Open ashutoshraman opened 4 days ago
Hi, 1- There is an example of that in the SDK, UNet-highres-demo. The example by default gets images from the camera and loads them to the CNN accelerator to run the inference. The result is shown as a mask on the TFT display. However, to better understand the data format in and out of CNN, you can enable the serial mode. If you comment out the #define USE_CAMERA in the main.c, it uses a serial interface to load an image, and to receive the result. Use the Python script, SerialLoader.py script in the Utility folder in this configuration to send the image and receive and display the mask, e.g.: $ python SerialLoader.py image1.png COM5 115200. You need to restart the evkit when prompted to communicate with the script.
The image to be loaded to the CNN is 352x352, with 3 bytes for RGB = 371712 bytes. It is folded by 4 and loaded as 48 channels of 88x88 data to the CNN, 48x88x88=371712.
The result is 4 bytes per pixel, each byte representing the likelihood of one of the 4 output mask classes. It is read from CNN in 64 channels of 88x88 data = 64x88x88 = 4x352x352.
2- This is exactly what the serial mode with the Python script does.
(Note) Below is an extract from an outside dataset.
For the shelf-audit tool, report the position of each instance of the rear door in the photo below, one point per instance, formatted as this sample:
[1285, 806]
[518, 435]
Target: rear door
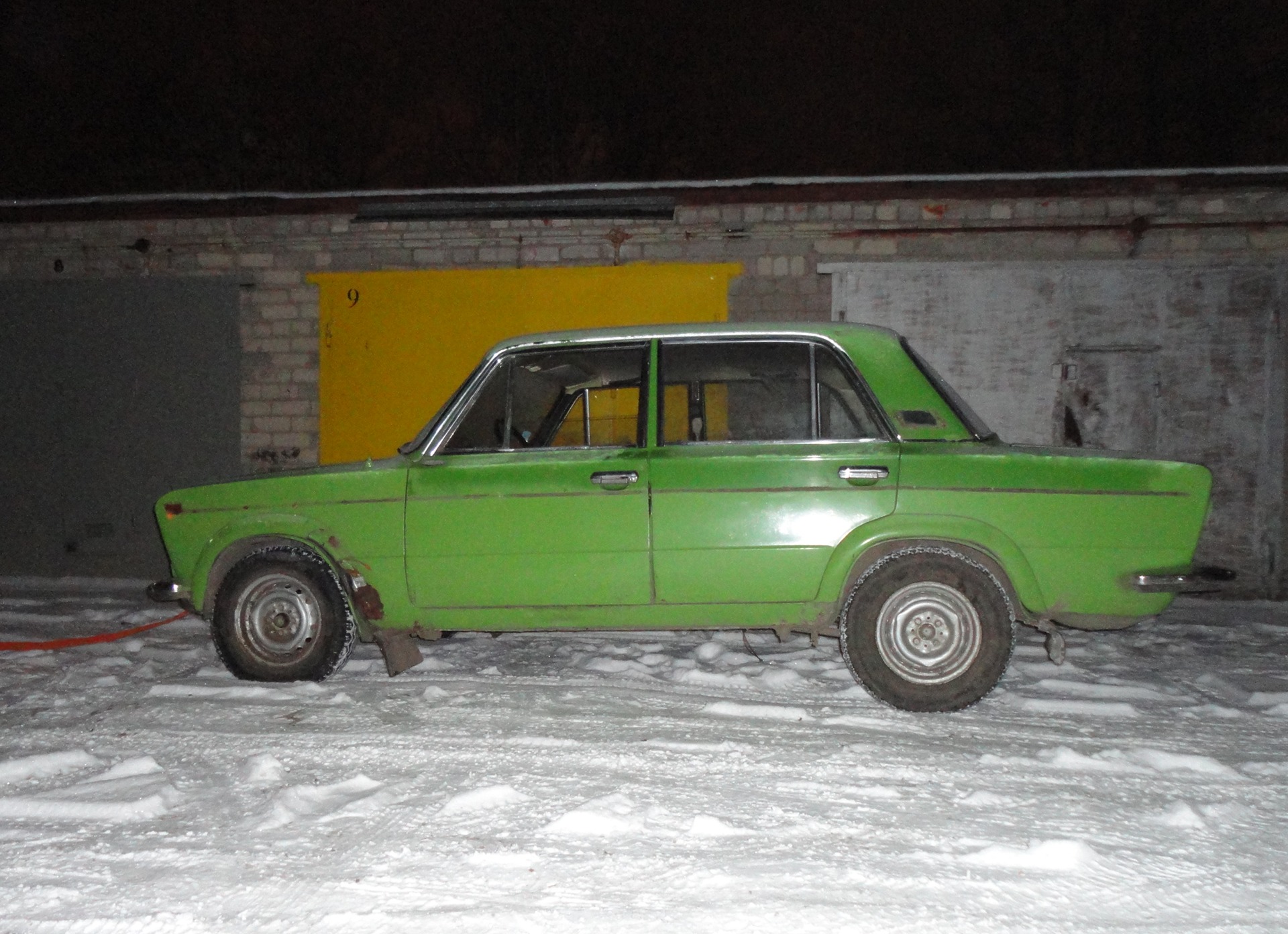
[769, 454]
Please see the above and README in the Utility folder.
@MaximGorkem, Please respond to the other questions.
Hi, I have been using these repositories and MAX78000 FTHR_RevA kit to conduct a semantic segmentation task for eventual embedded system application. I have a couple questions regarding the general flow of getting the model onto the chip and running inference on the chip.
For chip inference, I have watched the videos for kws demo on the MAX78000 chip and the chip takes auditory input and predicts a keyword. I can see the classification output and prediction thru my serial port. Now I am doing my own semantic segmentation task, and am trying to figure out how to send images (in the correct format already) to the chip, which already contains my UNet model. How do I do that? I cannot find examples anywhere in the documentation showing this.
Also, is there a method for getting predicted masks back onto my computer from the chip after the image has had inference run on it by the chip's embedded model, so that I can display comparisons with the original image and a GT mask. This is necessary for me to show valid comparisons of the chips ability to segment, and I also want to know how it is performing form a standpoint other than accuracy, since segmentation often requires different metrics than accuracy to show true efficacy.
I wanted clarification on what Camvid Unet is doing if it has 3 classes labeled with keywords. Is it still using the U-net to do pixel wise classification (semantic segmentation) of pictures to segment 3 classes and background out of them? Are masks being given as GT, or is it just labels, like a classification task. In that case, why are they using a UNet for classification?
I saw that to interleave operations, I must create a passthrough layer for skip connections in my network yaml file. If I create this passthrough layer, will I need to also implement a passthrough layer in my actual model python code? Are there examples of that passthrough layer in the model anywhere? the Unets dont show anything to my understanding, and if I run AIsegment large UNet with the aisegment fakept network yaml, it does not run because it says the yaml doesn't match the model.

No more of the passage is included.